HOMES Act
The HOMES Act would impose new tax penalties on large owners of single-family rental homes. Specifically, it would deny both interest deductions (Section 163) and depreciation deductions (Section 167) for “disqualified” single-family property owners—defined as taxpayers who own 50 or more single-family residential rental properties (directly or indirectly). The bill uses aggregation rules so related entities are treated as one taxpayer for purposes of reaching the 50-property threshold. Some properties are excluded from counting toward the threshold (for example, properties constructed by the taxpayer or acquired before any occupancy, and properties that qualify for the low-income 42 housing credit). There are limited exceptions to the denial, notably in the year of sale if the property is sold to an individual for use as a principal residence or to a “qualified nonprofit organization” (with further definitions of what qualifies as such an organization). The measure also prescribes related rules to prevent avoidance, and it applies to indebtedness incurred after enactment (for interest) and to property placed in service after enactment (for depreciation). In short, the bill targets large-scale owners of 50+ single-family rentals by removing the tax benefits of interest deductions and depreciation, with narrow exceptions around specific sales to individuals or nonprofit housing organizations. The intent appears to be to curb the tax advantages enjoyed by big landlords and to redirect certain sales toward affordable housing-focused nonprofits.
Key Points
- 1Disqualified single-family property owner: A taxpayer who owns 50 or more single-family residential rental properties, with aggregation rules treating related entities as a single taxpayer.

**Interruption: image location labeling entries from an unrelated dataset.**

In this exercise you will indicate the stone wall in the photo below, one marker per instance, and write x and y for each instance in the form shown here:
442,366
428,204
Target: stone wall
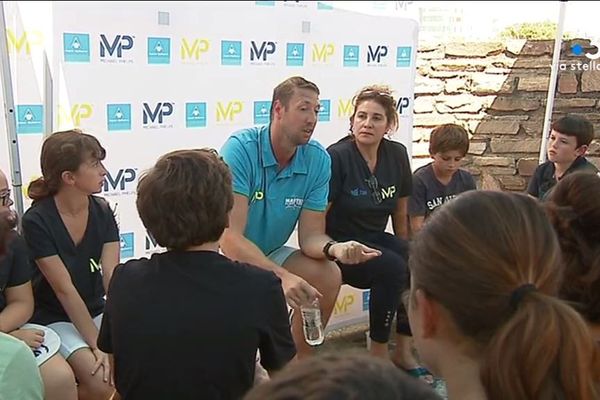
498,91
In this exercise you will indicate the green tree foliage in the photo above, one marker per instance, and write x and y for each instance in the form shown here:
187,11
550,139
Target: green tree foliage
533,30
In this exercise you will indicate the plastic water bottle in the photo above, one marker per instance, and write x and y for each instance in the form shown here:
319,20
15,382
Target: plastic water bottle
312,324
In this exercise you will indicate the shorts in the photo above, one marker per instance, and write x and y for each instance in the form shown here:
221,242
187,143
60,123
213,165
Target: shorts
279,257
70,339
50,346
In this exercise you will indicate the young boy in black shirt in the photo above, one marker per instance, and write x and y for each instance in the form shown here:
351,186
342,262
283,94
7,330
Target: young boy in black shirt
187,323
569,141
442,179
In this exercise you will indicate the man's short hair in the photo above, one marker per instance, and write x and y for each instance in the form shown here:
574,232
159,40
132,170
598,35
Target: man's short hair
285,90
574,125
449,137
185,199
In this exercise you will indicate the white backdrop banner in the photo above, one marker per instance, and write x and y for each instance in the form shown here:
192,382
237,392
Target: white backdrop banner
150,77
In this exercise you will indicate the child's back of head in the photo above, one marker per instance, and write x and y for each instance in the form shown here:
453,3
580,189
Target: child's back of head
342,377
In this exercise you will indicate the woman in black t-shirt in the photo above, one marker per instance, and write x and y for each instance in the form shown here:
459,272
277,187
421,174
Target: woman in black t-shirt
73,238
16,307
371,182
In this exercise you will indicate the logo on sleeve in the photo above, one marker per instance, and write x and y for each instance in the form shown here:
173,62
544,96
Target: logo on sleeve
95,266
293,203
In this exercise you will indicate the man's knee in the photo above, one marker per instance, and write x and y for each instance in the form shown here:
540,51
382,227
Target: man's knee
56,373
391,267
323,274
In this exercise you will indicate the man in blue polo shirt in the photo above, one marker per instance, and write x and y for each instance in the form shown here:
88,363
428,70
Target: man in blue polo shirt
280,178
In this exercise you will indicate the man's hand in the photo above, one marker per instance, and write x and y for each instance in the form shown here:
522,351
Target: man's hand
297,291
353,252
32,337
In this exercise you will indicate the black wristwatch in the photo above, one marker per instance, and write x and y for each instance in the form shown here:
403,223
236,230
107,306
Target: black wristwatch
326,250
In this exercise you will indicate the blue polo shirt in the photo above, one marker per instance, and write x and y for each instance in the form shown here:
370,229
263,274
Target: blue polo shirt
275,197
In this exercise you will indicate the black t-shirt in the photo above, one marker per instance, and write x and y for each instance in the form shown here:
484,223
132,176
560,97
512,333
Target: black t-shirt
355,204
186,325
15,269
46,235
429,193
543,178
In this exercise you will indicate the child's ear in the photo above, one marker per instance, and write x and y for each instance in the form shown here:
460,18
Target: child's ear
581,150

- 2Deductions disallowed for disqualified owners:
- 3- Interest: No deduction for interest paid or accrued on single-family rental properties owned by a disqualified owner, with limited sale-year exceptions.

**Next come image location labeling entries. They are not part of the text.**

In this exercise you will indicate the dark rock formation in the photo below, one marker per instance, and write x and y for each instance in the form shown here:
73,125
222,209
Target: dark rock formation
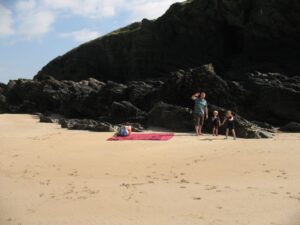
180,119
269,97
241,35
125,111
291,127
172,117
85,124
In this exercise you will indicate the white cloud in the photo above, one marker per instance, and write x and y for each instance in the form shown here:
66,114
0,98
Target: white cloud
81,35
35,24
35,18
25,5
5,22
85,8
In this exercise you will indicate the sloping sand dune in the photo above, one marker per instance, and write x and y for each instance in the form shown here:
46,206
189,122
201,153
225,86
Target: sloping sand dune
53,176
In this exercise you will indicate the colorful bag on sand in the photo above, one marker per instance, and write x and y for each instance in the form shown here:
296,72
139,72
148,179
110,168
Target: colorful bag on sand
123,132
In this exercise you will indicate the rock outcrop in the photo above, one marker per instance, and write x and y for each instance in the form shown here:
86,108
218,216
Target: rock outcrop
233,35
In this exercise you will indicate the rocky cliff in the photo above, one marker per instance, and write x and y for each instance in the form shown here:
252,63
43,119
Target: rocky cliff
236,36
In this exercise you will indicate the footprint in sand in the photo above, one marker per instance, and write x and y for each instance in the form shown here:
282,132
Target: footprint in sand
31,210
210,187
74,173
184,181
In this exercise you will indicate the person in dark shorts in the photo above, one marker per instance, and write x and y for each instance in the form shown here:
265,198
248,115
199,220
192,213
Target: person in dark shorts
229,122
216,123
200,111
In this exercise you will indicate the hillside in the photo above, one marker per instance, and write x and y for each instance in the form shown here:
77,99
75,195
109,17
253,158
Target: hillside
233,35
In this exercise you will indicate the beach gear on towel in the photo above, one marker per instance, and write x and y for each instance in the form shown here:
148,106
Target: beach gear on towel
144,136
124,131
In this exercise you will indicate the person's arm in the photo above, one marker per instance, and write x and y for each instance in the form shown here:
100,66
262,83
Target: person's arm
194,96
224,121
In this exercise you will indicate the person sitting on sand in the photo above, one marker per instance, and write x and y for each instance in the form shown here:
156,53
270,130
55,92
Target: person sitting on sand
200,111
229,120
216,123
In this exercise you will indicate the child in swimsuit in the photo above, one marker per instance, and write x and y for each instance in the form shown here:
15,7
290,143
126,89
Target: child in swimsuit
229,120
216,123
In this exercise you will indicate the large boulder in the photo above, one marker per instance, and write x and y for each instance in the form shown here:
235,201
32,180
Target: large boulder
273,98
182,84
126,112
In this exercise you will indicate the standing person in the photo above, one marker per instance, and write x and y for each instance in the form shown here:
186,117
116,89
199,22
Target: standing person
229,120
216,123
200,111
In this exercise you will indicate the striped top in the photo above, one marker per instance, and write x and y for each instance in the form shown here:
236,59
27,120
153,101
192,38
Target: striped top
200,105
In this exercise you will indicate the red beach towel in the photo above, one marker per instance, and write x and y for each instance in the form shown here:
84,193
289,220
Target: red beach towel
144,136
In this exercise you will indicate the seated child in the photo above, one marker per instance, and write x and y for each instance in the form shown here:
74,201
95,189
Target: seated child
124,131
216,123
229,120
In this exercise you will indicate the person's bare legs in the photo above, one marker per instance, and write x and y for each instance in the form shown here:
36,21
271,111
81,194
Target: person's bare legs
197,130
227,131
200,130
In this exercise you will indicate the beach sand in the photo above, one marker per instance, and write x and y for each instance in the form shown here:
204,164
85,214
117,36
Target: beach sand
53,176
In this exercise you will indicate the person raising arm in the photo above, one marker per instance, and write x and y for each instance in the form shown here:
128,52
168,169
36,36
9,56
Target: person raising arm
200,111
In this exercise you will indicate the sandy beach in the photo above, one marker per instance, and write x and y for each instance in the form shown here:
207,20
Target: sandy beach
53,176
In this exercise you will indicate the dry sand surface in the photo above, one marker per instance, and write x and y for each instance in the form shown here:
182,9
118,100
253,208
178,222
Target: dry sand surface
53,176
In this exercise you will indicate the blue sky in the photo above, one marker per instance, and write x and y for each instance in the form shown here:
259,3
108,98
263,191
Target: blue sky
32,32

- 4- Depreciation: No depreciation deduction for single-family rental property owned by a disqualified owner, with limited sale-year exceptions.
- 5Exceptions around sale:
- 6- The disallowance does not apply in the taxable year of the sale if certain conditions are met.
- 7- Exceptions for sales to individuals for use as a principal residence or to qualified nonprofit organizations.
- 8Qualified nonprofit organizations: The bill defines “qualified nonprofit organization” to include several types of housing-focused entities (e.g., community development corporations, community housing development organizations, land banks, community land trusts, and certain subsidiaries of public housing agencies), with definitions for terms like land banks and community land trusts.
- 9Property definitions and exclusions:
- 10- Single-family residential rental property means property with 4 or fewer units, plus related improvements on the site, with each townhouse/rowhouse treated as a separate building.
- 11- Exclusions from counting toward the 50-property threshold include properties with certain credits (e.g., Section 42), properties constructed by the taxpayer, or properties acquired after construction but before occupancy.
- 12Regulations and avoidance: The Secretary would issue regulations to carry out the purposes of the section and to prevent evasion.
- 13Other related tax provisions:
- 14- Section 263A(f)(2) is amended to provide an exception for interest that would be disallowed under 163(n) (i.e., not capitalizable).
- 15- Section 266 is amended to prohibit electing to capitalize any interest that would be disallowed under 163(n).
- 16Effective date:
- 17- Interest disallowance applies to indebtedness incurred in taxable years beginning after enactment.
- 18- Depreciation disallowance applies to property placed in service in taxable years beginning after enactment.